277.22 - 305.511 Peter Goers

And it was an extraordinary launch of this book. I think, you know, stories are most powerful. And I read that Aboriginal Elder said that recently. Stories are most powerful in the place they've come from. And this story had come from this house, so it was good that it sort of went back there. And the revival of this story should start there where it had all begun.

306.412 - 316.369 Richard Feidler

So then we come to your parents that created this house of love for you and your sister. Your dad, Brian Desmond Gers. He sounds like quite an energetic man. Tell me how he made a living over the years. years, Peter?

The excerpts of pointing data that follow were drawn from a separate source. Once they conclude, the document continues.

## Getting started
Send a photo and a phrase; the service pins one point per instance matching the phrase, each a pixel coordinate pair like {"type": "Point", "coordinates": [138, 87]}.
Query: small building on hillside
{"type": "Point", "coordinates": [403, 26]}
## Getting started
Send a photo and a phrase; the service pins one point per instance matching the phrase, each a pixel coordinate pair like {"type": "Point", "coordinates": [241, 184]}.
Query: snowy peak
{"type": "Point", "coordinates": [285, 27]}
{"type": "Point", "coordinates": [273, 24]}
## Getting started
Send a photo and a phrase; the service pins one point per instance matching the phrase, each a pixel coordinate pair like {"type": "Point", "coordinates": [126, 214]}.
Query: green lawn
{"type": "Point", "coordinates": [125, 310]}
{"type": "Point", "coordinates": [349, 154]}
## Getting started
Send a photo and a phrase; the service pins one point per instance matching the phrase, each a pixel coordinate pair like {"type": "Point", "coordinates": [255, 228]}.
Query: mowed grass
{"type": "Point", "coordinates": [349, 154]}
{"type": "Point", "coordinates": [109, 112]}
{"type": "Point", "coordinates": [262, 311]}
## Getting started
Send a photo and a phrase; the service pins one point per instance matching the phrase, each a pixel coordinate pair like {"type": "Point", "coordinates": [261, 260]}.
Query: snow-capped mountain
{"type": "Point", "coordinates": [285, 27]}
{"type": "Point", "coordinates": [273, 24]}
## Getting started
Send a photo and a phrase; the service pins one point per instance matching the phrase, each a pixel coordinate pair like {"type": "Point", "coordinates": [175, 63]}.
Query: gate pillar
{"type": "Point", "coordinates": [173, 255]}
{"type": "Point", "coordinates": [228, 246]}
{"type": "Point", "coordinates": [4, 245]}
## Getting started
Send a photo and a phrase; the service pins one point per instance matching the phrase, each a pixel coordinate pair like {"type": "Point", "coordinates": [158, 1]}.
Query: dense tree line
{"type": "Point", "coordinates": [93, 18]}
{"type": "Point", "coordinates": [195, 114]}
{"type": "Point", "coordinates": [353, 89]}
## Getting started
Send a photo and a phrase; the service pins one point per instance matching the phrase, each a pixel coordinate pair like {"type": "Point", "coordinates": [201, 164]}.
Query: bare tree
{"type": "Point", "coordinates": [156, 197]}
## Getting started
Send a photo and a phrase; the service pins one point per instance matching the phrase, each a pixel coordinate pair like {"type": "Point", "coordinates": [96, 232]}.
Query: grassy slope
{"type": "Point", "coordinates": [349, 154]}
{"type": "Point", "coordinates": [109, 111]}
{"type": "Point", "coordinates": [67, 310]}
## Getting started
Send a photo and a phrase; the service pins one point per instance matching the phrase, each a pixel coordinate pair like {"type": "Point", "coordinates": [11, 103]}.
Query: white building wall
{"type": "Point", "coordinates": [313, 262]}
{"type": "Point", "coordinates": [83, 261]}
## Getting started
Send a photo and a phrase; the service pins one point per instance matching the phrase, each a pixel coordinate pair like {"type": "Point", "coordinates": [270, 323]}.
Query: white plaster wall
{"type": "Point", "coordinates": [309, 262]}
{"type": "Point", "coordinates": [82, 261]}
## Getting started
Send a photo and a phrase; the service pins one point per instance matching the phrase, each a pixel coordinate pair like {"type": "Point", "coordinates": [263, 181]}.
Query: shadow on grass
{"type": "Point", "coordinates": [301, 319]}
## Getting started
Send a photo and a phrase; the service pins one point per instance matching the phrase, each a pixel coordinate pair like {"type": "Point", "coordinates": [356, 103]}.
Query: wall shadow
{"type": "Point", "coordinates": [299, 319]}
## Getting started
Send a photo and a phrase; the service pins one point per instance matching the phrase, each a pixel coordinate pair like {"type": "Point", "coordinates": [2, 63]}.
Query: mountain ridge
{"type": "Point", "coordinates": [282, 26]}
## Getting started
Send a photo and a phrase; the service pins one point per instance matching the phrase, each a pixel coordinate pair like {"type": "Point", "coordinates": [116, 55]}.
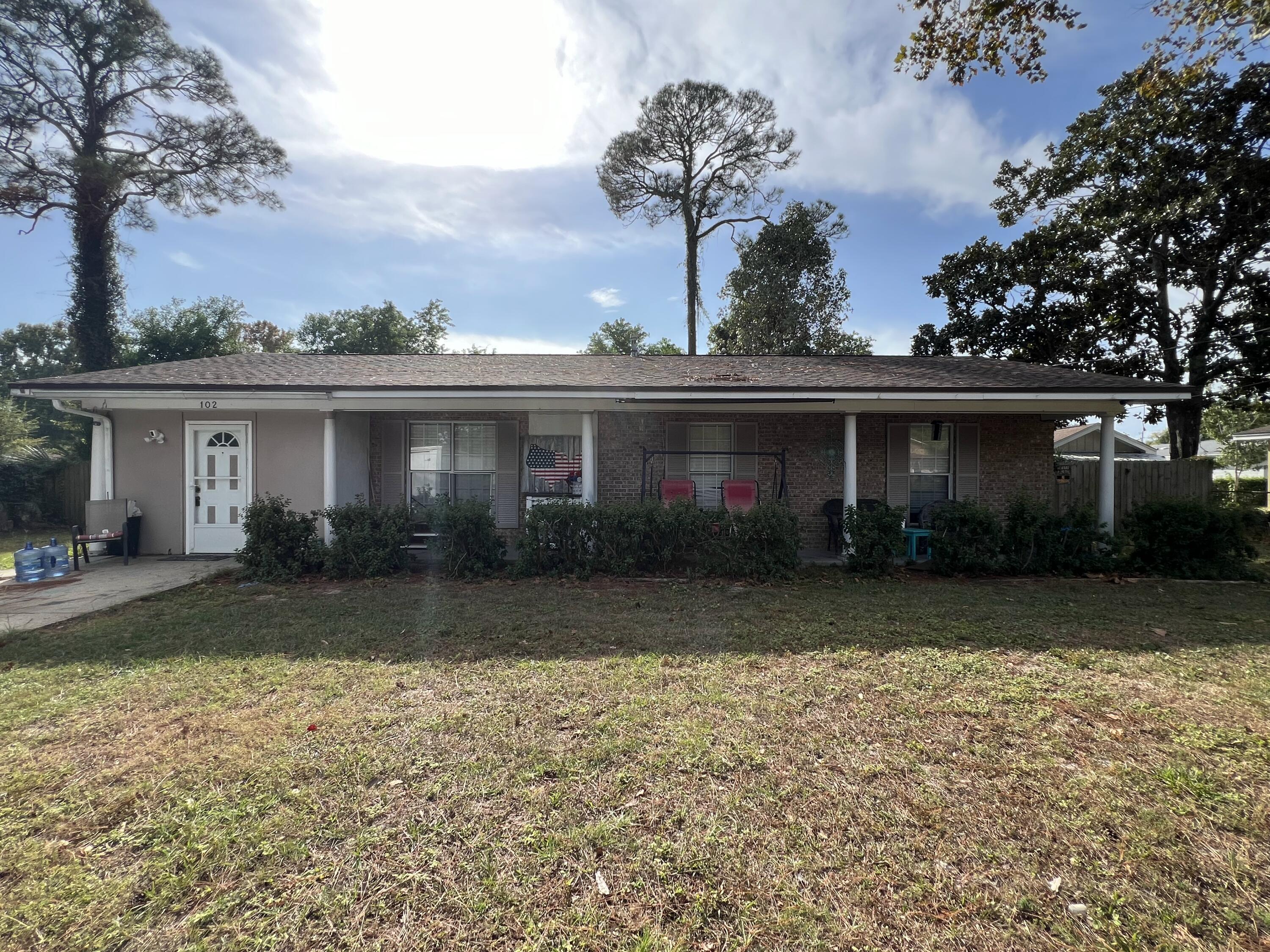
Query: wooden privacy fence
{"type": "Point", "coordinates": [66, 492]}
{"type": "Point", "coordinates": [1076, 483]}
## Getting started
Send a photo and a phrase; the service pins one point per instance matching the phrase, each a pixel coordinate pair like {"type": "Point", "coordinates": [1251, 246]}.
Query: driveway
{"type": "Point", "coordinates": [103, 584]}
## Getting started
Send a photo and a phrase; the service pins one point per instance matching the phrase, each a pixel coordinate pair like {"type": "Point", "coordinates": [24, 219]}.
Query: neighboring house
{"type": "Point", "coordinates": [1211, 450]}
{"type": "Point", "coordinates": [1258, 435]}
{"type": "Point", "coordinates": [192, 442]}
{"type": "Point", "coordinates": [1084, 442]}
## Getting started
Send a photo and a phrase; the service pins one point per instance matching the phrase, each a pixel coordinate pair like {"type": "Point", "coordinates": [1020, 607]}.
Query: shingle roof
{"type": "Point", "coordinates": [596, 372]}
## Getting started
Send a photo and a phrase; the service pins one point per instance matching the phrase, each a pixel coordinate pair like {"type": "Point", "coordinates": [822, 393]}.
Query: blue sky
{"type": "Point", "coordinates": [449, 150]}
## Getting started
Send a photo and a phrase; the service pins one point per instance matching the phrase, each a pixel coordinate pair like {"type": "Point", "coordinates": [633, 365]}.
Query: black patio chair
{"type": "Point", "coordinates": [832, 512]}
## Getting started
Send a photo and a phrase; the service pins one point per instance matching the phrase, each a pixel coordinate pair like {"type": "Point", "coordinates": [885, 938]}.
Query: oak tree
{"type": "Point", "coordinates": [972, 36]}
{"type": "Point", "coordinates": [102, 112]}
{"type": "Point", "coordinates": [621, 337]}
{"type": "Point", "coordinates": [376, 330]}
{"type": "Point", "coordinates": [785, 295]}
{"type": "Point", "coordinates": [1150, 253]}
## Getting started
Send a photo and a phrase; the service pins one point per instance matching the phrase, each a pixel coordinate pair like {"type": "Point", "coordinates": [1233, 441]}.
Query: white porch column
{"type": "Point", "coordinates": [328, 470]}
{"type": "Point", "coordinates": [588, 459]}
{"type": "Point", "coordinates": [849, 461]}
{"type": "Point", "coordinates": [1107, 474]}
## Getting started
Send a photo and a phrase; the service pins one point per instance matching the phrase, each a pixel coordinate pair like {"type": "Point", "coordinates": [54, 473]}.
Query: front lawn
{"type": "Point", "coordinates": [917, 765]}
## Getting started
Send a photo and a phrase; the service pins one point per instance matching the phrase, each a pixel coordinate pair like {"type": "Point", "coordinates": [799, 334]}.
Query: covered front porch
{"type": "Point", "coordinates": [816, 461]}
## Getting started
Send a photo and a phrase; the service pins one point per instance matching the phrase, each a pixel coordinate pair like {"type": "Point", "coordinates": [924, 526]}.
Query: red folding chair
{"type": "Point", "coordinates": [671, 490]}
{"type": "Point", "coordinates": [740, 494]}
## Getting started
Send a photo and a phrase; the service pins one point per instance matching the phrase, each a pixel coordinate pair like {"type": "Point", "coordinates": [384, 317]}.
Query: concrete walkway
{"type": "Point", "coordinates": [103, 584]}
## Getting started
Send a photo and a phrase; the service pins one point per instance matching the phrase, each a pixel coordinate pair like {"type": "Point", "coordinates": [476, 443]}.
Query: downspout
{"type": "Point", "coordinates": [101, 474]}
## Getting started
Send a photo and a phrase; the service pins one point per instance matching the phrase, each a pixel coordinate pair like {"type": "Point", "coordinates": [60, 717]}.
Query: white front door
{"type": "Point", "coordinates": [219, 485]}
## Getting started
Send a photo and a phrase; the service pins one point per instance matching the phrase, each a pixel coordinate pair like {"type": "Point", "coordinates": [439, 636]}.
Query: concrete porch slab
{"type": "Point", "coordinates": [103, 584]}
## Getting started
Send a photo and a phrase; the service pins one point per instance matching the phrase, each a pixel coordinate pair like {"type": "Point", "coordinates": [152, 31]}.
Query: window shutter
{"type": "Point", "coordinates": [393, 468]}
{"type": "Point", "coordinates": [507, 503]}
{"type": "Point", "coordinates": [968, 462]}
{"type": "Point", "coordinates": [676, 438]}
{"type": "Point", "coordinates": [897, 466]}
{"type": "Point", "coordinates": [746, 438]}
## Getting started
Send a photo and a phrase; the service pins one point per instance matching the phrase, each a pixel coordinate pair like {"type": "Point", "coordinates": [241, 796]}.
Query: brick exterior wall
{"type": "Point", "coordinates": [376, 436]}
{"type": "Point", "coordinates": [1015, 454]}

316.389 - 338.804 Peter Goers

Well, he began, his own father, who was Barossa German, had worked 47 years on the assembly line at GMH Holdens at Woodville. See, we lived by the Holdens whistle. We knew, you know, start time, knock-off time, lunch time, all of that. And my father started work on the assembly line at Phillips at Hendon, making transistors and so forth.

338.844 - 361.851 Peter Goers

And then he branched out for a while and was a commercial traveller for Bosch selling automotive parts. And then he bought a service station at Seacliff, which failed. But this was the period of when men were hobbyists. You know, you wanted a shed, you built it yourself, which you built the shed before they built the house, that sort of thing. And he had a lot of hobbies.

Chapter 4: How did Peter cope with grief in the years following the tragedy?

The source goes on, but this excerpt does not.